Programming Techniques, Tools and Languages Group

Programming with C++ Concepts

Programming with C++ Concepts

The new concepts mechanism slated for inclusion in the next revision of C++, C++0x, allows the specification of “concepts”, as used in the specification of the Standard Template Library, directly in code.

The concepts mechanism allows for retroactive, lightweight, low-cost, non-intrusive adaptation of types through the use of the concept_map feature; a concept_map specifies how and in what way a type satisfies the modeling relationship to a concept.

A concept_map can also be used to adapt, say, concept A to another concept B. This allows types that model the concept A to be used anywhere the concept B is required. In particular, we provide an adaptation between the concepts of Adobe's (Boosts) Generic Image Library (GIL) and the Boost Graph Library (BGL). This adaptation allows images that satisfy the concepts of the GIL to be used in any algorithm that requires concepts that satisfy the BGL. More information about the adaptation is available in the paper “Programming with C++ Concepts” , currently under revision and in progress for submission for publication.
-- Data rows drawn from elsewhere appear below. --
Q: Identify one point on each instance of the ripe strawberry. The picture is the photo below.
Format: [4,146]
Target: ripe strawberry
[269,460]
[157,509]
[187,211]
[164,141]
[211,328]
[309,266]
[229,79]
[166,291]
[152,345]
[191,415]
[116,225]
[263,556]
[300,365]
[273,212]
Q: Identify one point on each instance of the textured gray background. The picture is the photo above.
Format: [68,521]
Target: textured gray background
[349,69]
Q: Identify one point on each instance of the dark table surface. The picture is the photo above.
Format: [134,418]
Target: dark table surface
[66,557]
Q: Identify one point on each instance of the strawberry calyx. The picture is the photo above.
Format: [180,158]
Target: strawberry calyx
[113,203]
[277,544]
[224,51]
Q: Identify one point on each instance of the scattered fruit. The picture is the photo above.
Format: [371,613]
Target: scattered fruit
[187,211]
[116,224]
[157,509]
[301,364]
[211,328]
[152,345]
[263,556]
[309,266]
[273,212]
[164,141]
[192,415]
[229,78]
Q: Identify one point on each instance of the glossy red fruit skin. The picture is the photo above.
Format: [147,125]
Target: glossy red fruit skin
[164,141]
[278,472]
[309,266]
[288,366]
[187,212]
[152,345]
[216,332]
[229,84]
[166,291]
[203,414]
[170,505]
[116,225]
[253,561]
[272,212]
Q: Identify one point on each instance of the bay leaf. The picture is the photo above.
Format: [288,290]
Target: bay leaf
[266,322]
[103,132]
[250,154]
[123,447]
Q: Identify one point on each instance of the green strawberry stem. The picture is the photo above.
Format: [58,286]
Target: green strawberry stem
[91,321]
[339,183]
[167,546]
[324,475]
Installing Concept GCC r681 Alpha 7 prerelease

Please refer to the ConceptGCC website for instructions on how to install the compiler. It is important that the proper version of the compiler is checked out from the SVN repository: all the code in this document was compiled with ConceptGCC Alpha 7 prerelease, revision number 681.

Installing libpng

This code depends on libpng. Please refer to your distro-management software for installation instructions.

Path

The Makefile for this project assumes that ConceptGCC Alpha 7 prerelease r681 is in your PATH under the name “conceptg++”; it assumes that libpng is in your LIBRARY_PATH.

Building the Code

  1. Download the tarball (bzipped).
  2. Untar-bzip into a convenient directory.
  3. On the command line type: make; this will build the various executables.

Running the code

There should be (at least) the three executables: ff_compare.exec (flood-fill), sega_compare.exec (segmentation), and bbh_compare.exec (backbone-heal). These are entirely self-contained executables. Run them as indicated below:

Floodfill

The executable ff_compare.exec requires three input arguments. The first argument is the number of repetitions, the second argument is the step-size of the images, and the third argument is the number of steps to take. The second and third arguments are used to generate the images, where the images are step-size×[1..number-of-steps] in size. An example is given:

./ff_compare.exec 10 20 50

Generates 50 images from size 20×20 to 1000×1000, and runs both the GIL-directly-written and BGL-adapted code 10 times, each.

Segmentation

The executable sega_compare.exec requires four input arguments. The first three are identical to the three input arguments for floodfill. The fourth arguments specifies the “similarity” factor. Similarity is measured in percentile and represents how close the intensity value of two pixels must be for the pixels to be considered ‘similar’, i.e., to be put into the same partition. Since the procedurally generated images use character-values for the red-channel of the pixel (in a four-channel pixel), this number must be low, i.e., around 0.001 to create a reasonable partition of the image. An example is given:

./sega_compare 10 20 50 0.001

Generates 50 images from size 20×20 to 1000×1000, and runs both implementations of the algorithm. For each procedurally generated image, large valeus for the fourth parameter will result in a single, global segment for the partition. For small values (below the threshold of about 0.003), there should be ~side_len*2 segments of the partition. (This number depends upon round-off error in the set of pixels which are marked in the procedurally generated image.)

Backbone-Healing

The executable bbh_compare.exec performs “backbone-healing”. However, in this context, the healing operation simply finds the lowest-energy path through a topographic map. That is, the code procedurally generates a hill (low-point is the upper-left hand corner and the peak is at the lower-right hand corner). A deep ravine is cut through the ‘hill’ diagonally from the upper-left to the lower-right. The two “end-points” are in the top 1/5th of the image on the far left hand side and just below the ravine at near the lower-right hand side. The path (for a large enough image) should go straight to the right, follow the ravine, and go straight down. An example of generating and running this follows:

./bbh_compare.exec 10 5 8

The parameters are the same as the Floodfill program; note that this algorithm is quartic, i.e., O(n4) for the second argument, with a large coefficient. Images as small as 100×100 can take 1–2 minutes to run.